Par REGHAI Yasmina
C’est le genre de paradoxe qui mériterait un scénario à la Nolan: comment nos films font chavirer les jurys de Cannes, Venise ou Toronto… pour finir par jouer les fantômes dans nos propres salles? Entre les palmes qui brillent et les fauteuils qui restent vides, le cinéma marocain a ce talent étrange: plaire partout… sauf ici.
Le syndrome du «trop raffiné pour nous»:
La formule est presque mathématique: un sujet lourd (migration, traditions étouffantes, pauvreté), des plans léchés signés par un directeur photo parisien, et une mélancolie distillée au millimètre. Résultat? Standing ovation à l’étranger… et spectateurs marocains qui préfèrent le vrombissement d’un Fast & Furious 12 plutôt qu’un drame contemplatif en noir et blanc.
Les cinéastes marocains, eux, font leur part: des films exigeants, souvent magnifiques, justement primés. Mais face au choix — rire ou plonger dans deux heures de tragédie rurale — le spectateur qui sort d’une journée éreintante tranche vite.
Snobisme du public… ou snobisme des films?
On accuse parfois le public marocain de bouder son cinéma par manque de « culture ». D’autres murmurent que certains films semblent faits pour séduire les festivals plus que les spectateurs de Derb Sultan. Et si la vérité se glissait entre les deux?
Promotion : l’art manquant de se vendre
Autre talon d’Achille : la communication.

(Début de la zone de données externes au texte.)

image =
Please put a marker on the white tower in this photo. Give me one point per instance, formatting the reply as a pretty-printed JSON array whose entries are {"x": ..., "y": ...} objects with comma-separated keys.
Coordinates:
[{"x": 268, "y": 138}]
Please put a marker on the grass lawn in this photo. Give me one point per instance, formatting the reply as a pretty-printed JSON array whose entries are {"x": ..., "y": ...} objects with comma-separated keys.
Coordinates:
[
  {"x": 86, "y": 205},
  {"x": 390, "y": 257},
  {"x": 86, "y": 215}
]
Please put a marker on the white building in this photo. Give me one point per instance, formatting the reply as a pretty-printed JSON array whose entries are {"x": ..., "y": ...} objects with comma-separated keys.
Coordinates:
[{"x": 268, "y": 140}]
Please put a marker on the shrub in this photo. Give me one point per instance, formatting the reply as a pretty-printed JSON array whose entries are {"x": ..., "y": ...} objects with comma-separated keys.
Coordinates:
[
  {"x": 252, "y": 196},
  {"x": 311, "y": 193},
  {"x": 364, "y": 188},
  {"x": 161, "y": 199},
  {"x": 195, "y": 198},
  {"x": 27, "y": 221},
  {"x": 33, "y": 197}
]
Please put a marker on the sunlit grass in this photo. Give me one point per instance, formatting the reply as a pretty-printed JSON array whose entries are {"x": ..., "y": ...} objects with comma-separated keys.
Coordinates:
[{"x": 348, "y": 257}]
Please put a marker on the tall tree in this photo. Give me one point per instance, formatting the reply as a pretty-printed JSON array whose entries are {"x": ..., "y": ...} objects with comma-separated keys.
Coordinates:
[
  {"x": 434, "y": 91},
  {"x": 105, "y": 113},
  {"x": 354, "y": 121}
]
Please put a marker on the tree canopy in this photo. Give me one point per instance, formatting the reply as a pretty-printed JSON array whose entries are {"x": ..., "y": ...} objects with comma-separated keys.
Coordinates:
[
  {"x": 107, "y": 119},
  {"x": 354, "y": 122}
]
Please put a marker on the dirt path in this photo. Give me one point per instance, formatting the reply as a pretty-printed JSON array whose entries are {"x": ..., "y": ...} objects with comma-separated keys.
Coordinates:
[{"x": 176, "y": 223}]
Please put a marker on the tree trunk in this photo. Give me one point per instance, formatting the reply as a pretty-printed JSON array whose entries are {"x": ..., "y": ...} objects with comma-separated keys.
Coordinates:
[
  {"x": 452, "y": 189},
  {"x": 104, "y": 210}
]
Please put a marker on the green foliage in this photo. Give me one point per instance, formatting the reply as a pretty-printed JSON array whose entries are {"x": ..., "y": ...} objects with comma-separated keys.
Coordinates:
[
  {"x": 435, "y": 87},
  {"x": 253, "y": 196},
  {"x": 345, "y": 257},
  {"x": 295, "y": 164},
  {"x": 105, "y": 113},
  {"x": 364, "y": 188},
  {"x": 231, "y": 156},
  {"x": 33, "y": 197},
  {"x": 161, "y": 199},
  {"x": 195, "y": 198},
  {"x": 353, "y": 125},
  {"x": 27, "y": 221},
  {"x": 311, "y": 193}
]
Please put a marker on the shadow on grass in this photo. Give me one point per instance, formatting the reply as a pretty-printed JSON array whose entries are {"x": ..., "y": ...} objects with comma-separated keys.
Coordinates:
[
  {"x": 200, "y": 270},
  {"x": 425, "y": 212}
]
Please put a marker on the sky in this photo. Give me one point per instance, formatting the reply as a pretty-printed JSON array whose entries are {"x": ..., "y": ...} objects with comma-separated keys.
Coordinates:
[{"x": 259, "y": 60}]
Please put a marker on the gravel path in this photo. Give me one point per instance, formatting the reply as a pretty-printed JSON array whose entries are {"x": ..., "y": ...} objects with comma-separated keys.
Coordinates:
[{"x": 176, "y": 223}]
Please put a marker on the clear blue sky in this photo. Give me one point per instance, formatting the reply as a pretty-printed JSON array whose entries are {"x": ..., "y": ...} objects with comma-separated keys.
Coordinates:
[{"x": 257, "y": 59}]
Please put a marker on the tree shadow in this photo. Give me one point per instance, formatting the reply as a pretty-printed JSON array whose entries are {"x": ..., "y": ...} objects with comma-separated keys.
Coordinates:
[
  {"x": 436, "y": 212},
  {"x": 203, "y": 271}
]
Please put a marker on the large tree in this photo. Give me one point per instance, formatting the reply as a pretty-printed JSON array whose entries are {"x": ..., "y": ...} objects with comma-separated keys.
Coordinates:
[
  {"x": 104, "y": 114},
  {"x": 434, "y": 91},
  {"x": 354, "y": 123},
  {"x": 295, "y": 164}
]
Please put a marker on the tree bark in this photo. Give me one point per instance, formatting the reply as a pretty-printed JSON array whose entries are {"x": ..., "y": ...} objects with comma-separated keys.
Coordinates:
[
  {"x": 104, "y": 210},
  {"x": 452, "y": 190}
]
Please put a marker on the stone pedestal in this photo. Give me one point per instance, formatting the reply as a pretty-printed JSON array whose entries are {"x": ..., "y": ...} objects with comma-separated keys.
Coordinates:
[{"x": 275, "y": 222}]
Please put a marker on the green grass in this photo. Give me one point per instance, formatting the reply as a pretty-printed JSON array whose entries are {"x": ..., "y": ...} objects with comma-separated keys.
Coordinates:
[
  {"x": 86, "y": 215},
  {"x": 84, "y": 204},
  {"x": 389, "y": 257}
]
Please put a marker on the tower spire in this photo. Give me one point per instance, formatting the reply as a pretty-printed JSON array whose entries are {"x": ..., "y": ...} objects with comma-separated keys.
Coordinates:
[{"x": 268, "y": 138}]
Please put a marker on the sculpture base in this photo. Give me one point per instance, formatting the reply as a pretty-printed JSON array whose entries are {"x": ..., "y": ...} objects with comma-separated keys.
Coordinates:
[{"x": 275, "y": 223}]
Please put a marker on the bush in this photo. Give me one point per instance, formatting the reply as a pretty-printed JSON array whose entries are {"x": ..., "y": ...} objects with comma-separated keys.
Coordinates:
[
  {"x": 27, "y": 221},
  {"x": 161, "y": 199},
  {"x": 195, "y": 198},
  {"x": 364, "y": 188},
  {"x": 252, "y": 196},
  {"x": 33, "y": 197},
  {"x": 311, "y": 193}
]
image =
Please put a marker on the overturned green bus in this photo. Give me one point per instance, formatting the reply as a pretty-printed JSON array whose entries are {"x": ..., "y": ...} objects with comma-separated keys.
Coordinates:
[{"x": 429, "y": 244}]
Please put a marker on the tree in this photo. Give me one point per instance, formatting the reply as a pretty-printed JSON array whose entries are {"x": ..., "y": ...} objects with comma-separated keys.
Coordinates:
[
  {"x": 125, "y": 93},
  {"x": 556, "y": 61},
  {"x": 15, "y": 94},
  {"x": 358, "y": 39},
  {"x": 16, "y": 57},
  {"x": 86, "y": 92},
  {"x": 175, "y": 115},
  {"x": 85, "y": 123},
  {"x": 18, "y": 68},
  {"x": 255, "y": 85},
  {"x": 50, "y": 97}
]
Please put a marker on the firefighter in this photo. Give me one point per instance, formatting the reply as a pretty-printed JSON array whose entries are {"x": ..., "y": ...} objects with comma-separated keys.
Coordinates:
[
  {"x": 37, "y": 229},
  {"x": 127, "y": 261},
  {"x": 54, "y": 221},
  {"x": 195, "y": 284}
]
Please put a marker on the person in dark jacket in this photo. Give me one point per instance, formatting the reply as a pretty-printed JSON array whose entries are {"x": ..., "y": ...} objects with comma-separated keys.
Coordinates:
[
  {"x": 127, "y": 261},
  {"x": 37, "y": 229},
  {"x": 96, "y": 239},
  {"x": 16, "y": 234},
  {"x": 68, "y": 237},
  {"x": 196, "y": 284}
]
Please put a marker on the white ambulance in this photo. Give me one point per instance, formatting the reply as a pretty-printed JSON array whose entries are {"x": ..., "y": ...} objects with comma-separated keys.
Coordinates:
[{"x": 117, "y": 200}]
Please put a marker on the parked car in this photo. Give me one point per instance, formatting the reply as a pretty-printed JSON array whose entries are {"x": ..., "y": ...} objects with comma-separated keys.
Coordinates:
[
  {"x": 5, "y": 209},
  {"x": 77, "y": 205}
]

Combien de films auréolés de prix débarquent au Maroc sans affiches visibles, sans bande-annonce accrocheuse, sans même un passage télé du réalisateur ? Résultat : un film existe… mais personne ne sait qu’il est là.
Pendant ce temps, les blockbusters inondent TikTok, déroulent des avant-premières dignes d’un show et enrôlent des influenceurs à gogo. De quoi faire pleurer n’importe quel réalisateur marocain… et remplir les salles pour un robot parlant avec un accent québécois.
Réconcilier l’intelligence et le plaisir : Peut-être faudrait-il accepter que le cinéma peut être exigeant et accessible. Ali Zaoua l’a prouvé : un sujet dur, une narration claire, un souffle d’espoir… et un public au rendez-vous. Ce n’est donc pas que le Marocain fuit le « cinéma d’auteur » : il fuit qu’on le sermonne pendant deux heures.
Alors, chers réalisateurs, continuez de collectionner les lauriers, mais souvenez-vous que vos films ont aussi besoin d’un ancrage ici.
Et chers spectateurs, si vous fuyez un film marocain parce qu’il est « trop sombre », souvenez-vous : la vie aussi l’est parfois… et pourtant, vous ne la zappez pas.
En attendant, le cinéma marocain continue de jouer au poète maudit: adulé ailleurs, ignoré chez lui. Sauf qu’ici, le poète reçoit quand même des subventions.
Parce que même primés à Cannes, nos films méritent d’être vus à Casa.